Видно было, как при этих словах афинянина затрепетала от радости бедная слепая. Она вскочила, откинула распустившиеся волосы и оглянулась вокруг, как будто была в состоянии видеть!..

— Продать нашу Нидию? нет, ни за какие деньги! — закричала Стратоника, подперев бока своими костлявыми кулаками.

Слепая, вероятно, не раз уже испытывала на себе силу желаний своей хозяйки, поэтому с тяжелым вздохом отошла она в сторону, глубоко огорченная решением Стратоники. Но Саллюстий вступился и воскликнул довольно повелительно:

— Возьми назад свои слова, женщина; что вы сделаете для Главка, то вы мне сделаете. Ты знаешь, Бурбо, что для тебя значит Панза, мой двоюродный брат, заведующий гладиаторами? Одно мое слово, и вы можете быть уверены, что ни капли вина и масла больше не продадите! можете хоть разбить ваши кружки и закрыть торговлю. Главк, Нидия твоя!

Бурбо искоса посмотрел на свою разгневанную супругу, помолчал в замешательстве, потом повернул к ней свою огромную, как у быка, голову и нерешительно проговорил:

— Девочку ведь надо бы на вес золота продать!

— Скажи цену, уж из-за этого-то мы не разойдемся, — сказал Главк.

— Мы за нее отдали шесть сестерций, теперь она стоит вдвое, — пробормотала Стратоника.

— Вы получите двадцать, — сказал грек, — пойдем сейчас же к властям, Бурбо, а потом иди за мною в дом и получишь выкупную сумму.

— Я бы милого ребенка и за сто сестерций не продал, если бы это не ради уважаемого Саллюстия, — плаксиво заметил Бурбо.

— Отдаешь? — спросил Главк, согласно обычаю.

— Отдается, — ответил Бурбо, увидя, что жена кивнула ему головой в знак согласия, очень довольная хорошей сделкой, которую удалось заключить.

— Значит, я иду с тобой! — прошептала счастливая Нидия, протягивая руки к Главку.

— Да, доброе дитя, и твоя самая тяжелая работа теперь будет заключаться в том, что ты будешь петь твои греческие песни самой любезной даме в Помпее.

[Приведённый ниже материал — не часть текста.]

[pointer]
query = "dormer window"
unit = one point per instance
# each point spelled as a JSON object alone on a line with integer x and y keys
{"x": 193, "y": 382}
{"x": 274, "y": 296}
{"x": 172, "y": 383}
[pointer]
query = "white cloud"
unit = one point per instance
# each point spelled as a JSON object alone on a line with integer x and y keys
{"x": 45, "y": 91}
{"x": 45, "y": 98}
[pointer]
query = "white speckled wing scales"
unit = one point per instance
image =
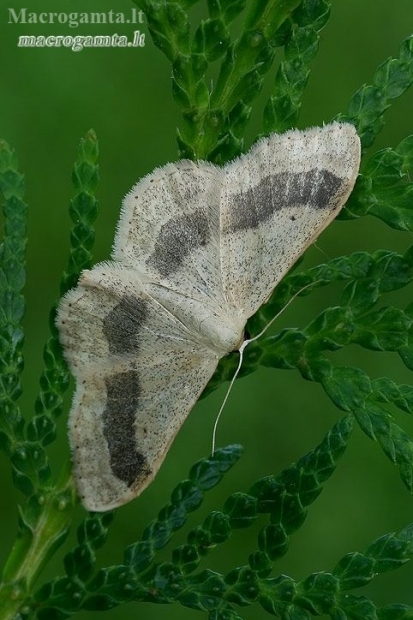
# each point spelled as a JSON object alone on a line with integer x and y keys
{"x": 276, "y": 201}
{"x": 169, "y": 229}
{"x": 198, "y": 249}
{"x": 138, "y": 372}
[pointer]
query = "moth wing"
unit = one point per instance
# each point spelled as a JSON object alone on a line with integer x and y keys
{"x": 139, "y": 370}
{"x": 169, "y": 230}
{"x": 276, "y": 201}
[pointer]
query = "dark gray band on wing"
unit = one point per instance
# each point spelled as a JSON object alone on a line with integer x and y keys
{"x": 176, "y": 239}
{"x": 123, "y": 323}
{"x": 123, "y": 393}
{"x": 315, "y": 188}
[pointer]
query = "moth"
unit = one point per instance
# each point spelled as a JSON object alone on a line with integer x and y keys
{"x": 198, "y": 249}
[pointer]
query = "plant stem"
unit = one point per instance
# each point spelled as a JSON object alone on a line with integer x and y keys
{"x": 35, "y": 545}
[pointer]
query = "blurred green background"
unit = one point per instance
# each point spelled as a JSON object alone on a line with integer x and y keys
{"x": 48, "y": 100}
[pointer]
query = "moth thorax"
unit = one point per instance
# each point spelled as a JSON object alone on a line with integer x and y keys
{"x": 224, "y": 333}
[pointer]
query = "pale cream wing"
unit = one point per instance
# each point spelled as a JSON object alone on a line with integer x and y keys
{"x": 139, "y": 370}
{"x": 276, "y": 201}
{"x": 169, "y": 230}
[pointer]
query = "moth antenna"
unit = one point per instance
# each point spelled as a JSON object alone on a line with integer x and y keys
{"x": 241, "y": 358}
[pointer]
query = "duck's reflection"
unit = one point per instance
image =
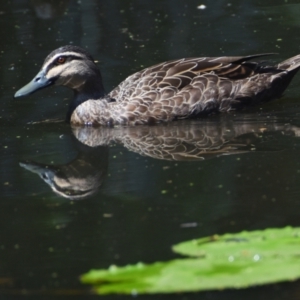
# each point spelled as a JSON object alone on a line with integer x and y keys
{"x": 194, "y": 141}
{"x": 78, "y": 179}
{"x": 186, "y": 141}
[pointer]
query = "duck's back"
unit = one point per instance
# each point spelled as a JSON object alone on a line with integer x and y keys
{"x": 180, "y": 88}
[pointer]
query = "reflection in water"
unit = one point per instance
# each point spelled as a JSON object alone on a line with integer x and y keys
{"x": 77, "y": 179}
{"x": 187, "y": 141}
{"x": 48, "y": 9}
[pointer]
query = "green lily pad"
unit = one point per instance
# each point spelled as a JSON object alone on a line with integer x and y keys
{"x": 228, "y": 261}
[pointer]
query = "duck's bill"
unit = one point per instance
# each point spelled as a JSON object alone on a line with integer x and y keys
{"x": 40, "y": 81}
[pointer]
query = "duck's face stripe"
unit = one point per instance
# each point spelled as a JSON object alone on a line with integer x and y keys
{"x": 55, "y": 64}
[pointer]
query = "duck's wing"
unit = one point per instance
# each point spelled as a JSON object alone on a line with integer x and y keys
{"x": 179, "y": 73}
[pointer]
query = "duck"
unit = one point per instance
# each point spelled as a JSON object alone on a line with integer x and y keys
{"x": 168, "y": 91}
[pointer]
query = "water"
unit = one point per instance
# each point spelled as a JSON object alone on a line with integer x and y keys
{"x": 141, "y": 199}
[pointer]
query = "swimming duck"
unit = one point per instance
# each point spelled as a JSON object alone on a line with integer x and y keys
{"x": 170, "y": 90}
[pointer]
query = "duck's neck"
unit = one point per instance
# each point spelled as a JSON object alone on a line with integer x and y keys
{"x": 88, "y": 91}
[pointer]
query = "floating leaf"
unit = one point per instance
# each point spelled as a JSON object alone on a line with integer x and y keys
{"x": 219, "y": 262}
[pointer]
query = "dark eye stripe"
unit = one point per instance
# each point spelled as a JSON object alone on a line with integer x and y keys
{"x": 67, "y": 58}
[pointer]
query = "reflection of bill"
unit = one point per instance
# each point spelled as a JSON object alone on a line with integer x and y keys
{"x": 78, "y": 179}
{"x": 180, "y": 141}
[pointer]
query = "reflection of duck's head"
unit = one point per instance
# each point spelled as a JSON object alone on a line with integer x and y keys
{"x": 71, "y": 187}
{"x": 76, "y": 180}
{"x": 171, "y": 90}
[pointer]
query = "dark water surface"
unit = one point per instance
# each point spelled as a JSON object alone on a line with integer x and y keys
{"x": 135, "y": 200}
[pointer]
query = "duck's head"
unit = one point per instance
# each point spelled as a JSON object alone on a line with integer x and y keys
{"x": 69, "y": 66}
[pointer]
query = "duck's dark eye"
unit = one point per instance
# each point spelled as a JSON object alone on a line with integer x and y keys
{"x": 60, "y": 60}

Когда они вышли в переднюю комнату, то не мало были удивлены, увидав Клодия и его Тень, стоявших между гладиаторами. Увлеченные своим делом, с записными дощечками в руках, эти богатые патрициане не сразу заметили своих знакомых. Они пришли сюда, чтобы лично узнать силы и шансы на успех тех из гладиаторов, которые должны были участвовать в ближайшем представлении на арене Помпеи, чтобы сообразно с этим рассчитать, за кого и против кого биться об заклад. Странно было видеть этого изнеженного Лепида, который прятался от каждого солнечного луча, боялся простудиться от легчайшего ветерка, теперь, среди этих грубых людей; своей выхоленной, беленькой ручкой хлопал он по широким спинам, ощупывал крепкие мускулы; говорил с ними о кулачном бое и смертельных ударах так спокойно, как будто беседовал со своим портным или парикмахером. Желание выиграть вместе с Клодием побольше пари на предстоявшем бое гладиаторов одно только, кажется, и могло еще возбудить его к деятельности.